Deux pluies de météores. Une semaine intense.
Si vous vivez pour les étoiles filantes, les derniers jours de juillet 2026 ne sont pas négociables. Nous ne parlons pas ici seulement d’une seule nuit de pointe. Nous envisageons une exposition consécutive qui se déroulera du 28 juillet au 31 juillet.
Tout d’abord, le ciel nous offre les Aquariides du Delta Sud. C’est une douche qui défie toute catégorisation facile. La plupart des pluies de météores sont liées à des comètes ou astéroïdes parents spécifiques. Celui-ci? Pas tellement. La piste de débris n’a aucune histoire d’origine confirmée.
Les scientifiques sont toujours à la recherche de la roche mère. La NASA pointe du doigt la comète 96P Machholz comme étant le coupable probable, mais les preuves ne sont pas établies.
Le nom vient du Verseau. C’est la constellation où ils semblent éclater. Mais ne vous attendez pas à un spectacle de lumière qui surpasse celui du soleil. Ces météores sont notoirement faibles. Pour les voir, il faut trois choses : l’obscurité, la patience et une fenêtre sans lune.
Quand voir les Aquariides du Delta Sud
Cette année, le pic des Aquariides du Delta Sud atteint les 28 et 29 juillet.
C’est à ce moment-là que le taux atteint son maximum. Attendez-vous à environ 15 météores par heure si les conditions s’alignent. Et les conditions pourraient ne pas l’être.
Voici le problème. La lune sera gibbeuse croissante pendant son apogée. C’est lumineux. C’est intrusif. Cela va effacer une bonne partie de ces légères stries.
Vous les verrez toujours si vous savez où chercher, mais le contraste est plus faible. Le meilleur pari est les heures précédant l’aube. C’est à ce moment-là que le ciel est le plus sombre et que l’atmosphère terrestre est la moins turbulente pour l’observateur nordique.
Où regarder pour une meilleure visibilité
La latitude compte.
Les Aquariides du Delta Sud privilégient l’hémisphère sud. Si vous êtes dans la moitié sud du monde, vous êtes au bon endroit. Pour ceux d’entre nous coincés dans l’hémisphère nord, tenez-vous-en aux latitudes inférieures. Plus on va vers le sud, mieux c’est.

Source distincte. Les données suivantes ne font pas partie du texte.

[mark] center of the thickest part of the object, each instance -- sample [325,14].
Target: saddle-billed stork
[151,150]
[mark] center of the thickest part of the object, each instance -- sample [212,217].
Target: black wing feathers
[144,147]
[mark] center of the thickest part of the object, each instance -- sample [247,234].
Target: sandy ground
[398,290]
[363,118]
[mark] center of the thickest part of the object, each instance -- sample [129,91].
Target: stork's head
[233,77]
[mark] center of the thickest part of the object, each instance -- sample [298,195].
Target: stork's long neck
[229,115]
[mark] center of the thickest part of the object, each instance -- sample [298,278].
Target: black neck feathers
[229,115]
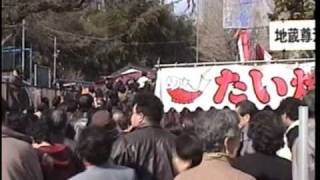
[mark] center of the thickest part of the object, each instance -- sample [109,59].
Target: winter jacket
[148,150]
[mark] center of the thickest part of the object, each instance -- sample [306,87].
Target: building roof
[130,68]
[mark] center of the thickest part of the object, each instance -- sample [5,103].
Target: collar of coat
[8,132]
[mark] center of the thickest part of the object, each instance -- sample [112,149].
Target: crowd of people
[121,132]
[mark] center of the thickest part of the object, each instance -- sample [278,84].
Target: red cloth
[246,44]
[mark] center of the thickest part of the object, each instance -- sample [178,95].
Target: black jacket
[264,167]
[148,150]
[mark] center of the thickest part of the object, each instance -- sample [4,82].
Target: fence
[34,93]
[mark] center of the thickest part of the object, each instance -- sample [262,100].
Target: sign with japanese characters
[220,86]
[246,13]
[292,35]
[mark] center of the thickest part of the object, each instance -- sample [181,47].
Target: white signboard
[292,35]
[220,86]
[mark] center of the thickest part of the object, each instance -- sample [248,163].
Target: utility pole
[197,46]
[23,45]
[55,59]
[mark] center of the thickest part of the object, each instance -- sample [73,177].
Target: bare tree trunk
[4,40]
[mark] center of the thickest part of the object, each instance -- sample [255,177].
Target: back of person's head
[85,102]
[16,121]
[56,101]
[40,131]
[214,128]
[57,120]
[189,148]
[246,107]
[290,107]
[121,119]
[102,118]
[266,132]
[4,109]
[99,92]
[310,101]
[72,106]
[91,89]
[42,107]
[45,100]
[95,145]
[150,106]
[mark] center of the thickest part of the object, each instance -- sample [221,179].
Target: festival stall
[218,85]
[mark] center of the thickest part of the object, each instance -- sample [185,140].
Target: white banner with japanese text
[226,85]
[292,35]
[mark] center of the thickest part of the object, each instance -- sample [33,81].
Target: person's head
[121,119]
[95,145]
[40,131]
[99,92]
[246,110]
[72,106]
[42,107]
[57,120]
[85,102]
[289,110]
[310,101]
[147,108]
[91,89]
[17,121]
[188,152]
[219,131]
[266,132]
[102,118]
[56,101]
[144,73]
[4,109]
[45,101]
[51,127]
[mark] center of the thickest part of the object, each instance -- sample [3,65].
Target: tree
[94,42]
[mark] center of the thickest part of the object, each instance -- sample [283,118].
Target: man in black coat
[148,148]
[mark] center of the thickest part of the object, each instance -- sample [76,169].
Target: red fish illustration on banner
[182,92]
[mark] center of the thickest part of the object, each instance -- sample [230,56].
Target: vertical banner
[292,35]
[226,85]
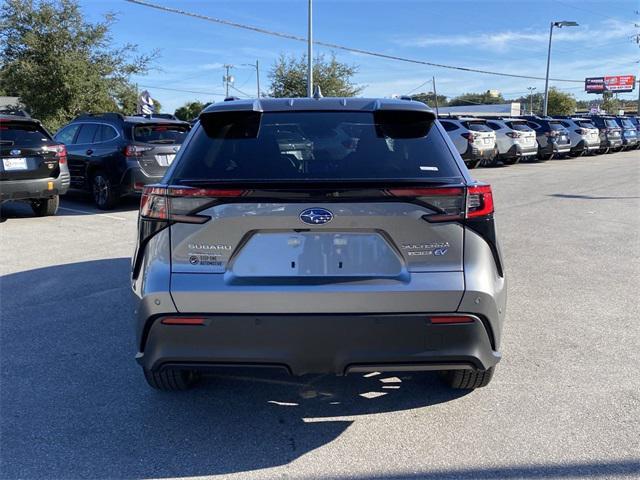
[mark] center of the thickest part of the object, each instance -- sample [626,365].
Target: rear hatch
[559,133]
[350,215]
[157,144]
[26,151]
[484,138]
[526,135]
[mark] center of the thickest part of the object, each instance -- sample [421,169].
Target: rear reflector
[182,321]
[451,319]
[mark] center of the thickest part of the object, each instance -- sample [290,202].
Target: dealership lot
[564,401]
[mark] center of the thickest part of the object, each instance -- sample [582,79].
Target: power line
[181,90]
[334,46]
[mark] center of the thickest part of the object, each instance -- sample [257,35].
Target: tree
[429,99]
[61,65]
[289,77]
[190,110]
[476,99]
[560,103]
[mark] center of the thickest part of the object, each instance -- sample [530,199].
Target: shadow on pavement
[75,405]
[589,197]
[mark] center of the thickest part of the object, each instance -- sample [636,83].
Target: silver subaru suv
[362,246]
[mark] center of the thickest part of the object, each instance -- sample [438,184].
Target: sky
[497,35]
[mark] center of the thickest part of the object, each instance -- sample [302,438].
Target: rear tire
[171,380]
[104,195]
[468,379]
[45,207]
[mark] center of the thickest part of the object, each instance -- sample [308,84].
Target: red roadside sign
[620,83]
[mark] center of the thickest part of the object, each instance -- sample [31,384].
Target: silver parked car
[473,139]
[514,139]
[384,258]
[584,135]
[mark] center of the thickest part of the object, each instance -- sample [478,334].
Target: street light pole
[564,23]
[531,89]
[310,51]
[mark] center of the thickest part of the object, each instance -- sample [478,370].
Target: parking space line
[88,212]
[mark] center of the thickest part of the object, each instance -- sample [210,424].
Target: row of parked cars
[112,155]
[489,140]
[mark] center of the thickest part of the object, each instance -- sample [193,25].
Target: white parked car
[514,139]
[474,140]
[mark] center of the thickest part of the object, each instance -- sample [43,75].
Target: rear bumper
[134,179]
[336,343]
[34,188]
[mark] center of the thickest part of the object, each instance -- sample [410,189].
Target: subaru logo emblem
[316,216]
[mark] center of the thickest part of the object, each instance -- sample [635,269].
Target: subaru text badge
[316,216]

La NASA suggère une méthode de visualisation spécifique. Ne vous contentez pas de lever les yeux. Allongez-vous à plat. Regardez une partie du ciel à environ 45 degrés du Verseau, à mi-chemin entre l’horizon et votre zénith.
Donnez à vos yeux trente minutes pour s’adapter. Si vous louchez, vous les manquerez. Si vous numérisez trop rapidement, vous éteindrez les flashs les plus brefs.
Entrez les Alpha Capricornides
Vous avez manqué les Verseaux ? Le ciel n’en a pas fini avec vous.
Deux jours plus tard, les 30 et 31 juillet, les Alpha Capricornides prennent le relais.
Ce n’est pas une douche définie par le volume. Vous ne verrez pas des centaines de météores passer. Le taux horaire est nettement inférieur à celui de son prédécesseur. Mais ici, la qualité bat la quantité.
Ce sont les boules de feu.
Brillant. Lent. Coloré.
Ce sont les restes de la comète 169P/NEAP. Les débris de cette comète frappent l’atmosphère terrestre avec une vitesse spécifique qui crée ces longues traînées persistantes. Vous pouvez les repérer depuis les deux hémisphères, bien que le point radiant du Capricorne signifie que les latitudes nord plus élevées offrent toujours une vue décente.
Comment se préparer pour le double en-tête
La stratégie pour les deux douches est identique.
- Éloignez-vous de la lumière. La lueur urbaine tue la visibilité. Trouvez l’endroit le plus sombre que vous puissiez atteindre.
- Arrivez tôt. Vos yeux ont besoin de temps. Trente minutes est la base. Une heure, c’est mieux.
- Laissez-les venir à vous. Ne chassez pas. Les points radiants sont des concepts abstraits dans le ciel. Observez simplement une grande partie du ciel.
La lune sera un enjeu pour les Verseaux. Pour les Capricornides, la phase de la Lune se déphase légèrement, mais ce n’est toujours pas nouveau. Attendez-vous à quelques interférences, mais la luminosité des boules de feu devrait traverser l’éblouissement lunaire.
C’est une courte fenêtre. Du 28 juillet au 31 juillet.
Si vous n’êtes jamais resté éveillé jusqu’à 4 heures du matin pour regarder les roches spatiales brûler, c’est la semaine pour commencer. Ou pas. Vous l’aurez encore l’année prochaine. Mais le ciel offre un spectacle gratuit. Autant regarder.